Trip sounds right note for band

Band member Pierce Winter, pictured with a French flag poking out at the bottom of his cast, didn’t let an untimely broken bone hamper his performance. Photo: Richard Lummus.

Cambridge Brass Band members are trickling back into town after taking part in New Zealand’s World War One centennial commemorations in the French town of Le Quesnoy.

Those already home turned up at Monday’s band practice, where musical director Rob Hocking declared the trip a triumph and said being part of the early November commemorations had been very special for the band’s contingent of 50 – made up of 32 players and 18 accompanying family members.

Slick advance planning meant everything went like clockwork. “We managed to not lose anyone, and we broke only one,” he laughed, alluding to an early mishap that earned young bandsman Pierce Winter a broken bone in his foot just a few days into the trip.

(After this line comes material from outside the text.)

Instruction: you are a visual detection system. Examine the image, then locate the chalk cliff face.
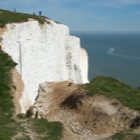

“It didn’t stop him,” said Rob. “The principal of the local school got him seen to, and Pierce carried on playing with his foot up and a flag sticking out from between his toes.”

After leaving New Zealand in late October, band members met up in Brussels before travelling by bus to Le Quesnoy and taking up their billets around the town from November 1.

The Cambridge Brass Band during their visit to Le Quesnoy.

The band performed with a local brass band and played for schools and aged care facilities – they were welcomed wherever they went and some of the local youngsters enjoyed trying out the drums at one of their gatherings.  One of the band’s key performances was at the official opening of the New Zealand War Museum, where younger members were honoured by being asked to lower and raise the New Zealand and French flags.

There was a real ‘sense of place’ felt by all, Rob said.  Town officials took groups of band members around Le Quesnoy between performances, showing them areas of special relevance to the bond forged between the town and the New Zealanders who liberated it from the Germans just before the end of World War One.

At 130 years old, the Cambridge Brass Band is one of the oldest community bands in the country; the visit to France marked its first official overseas trip.  Accompanying them was New Zealand composer and conductor, Dwayne Bloomfield, whose special composition entitled The Liberation of Le Quesnoy was performed by the band on November 4.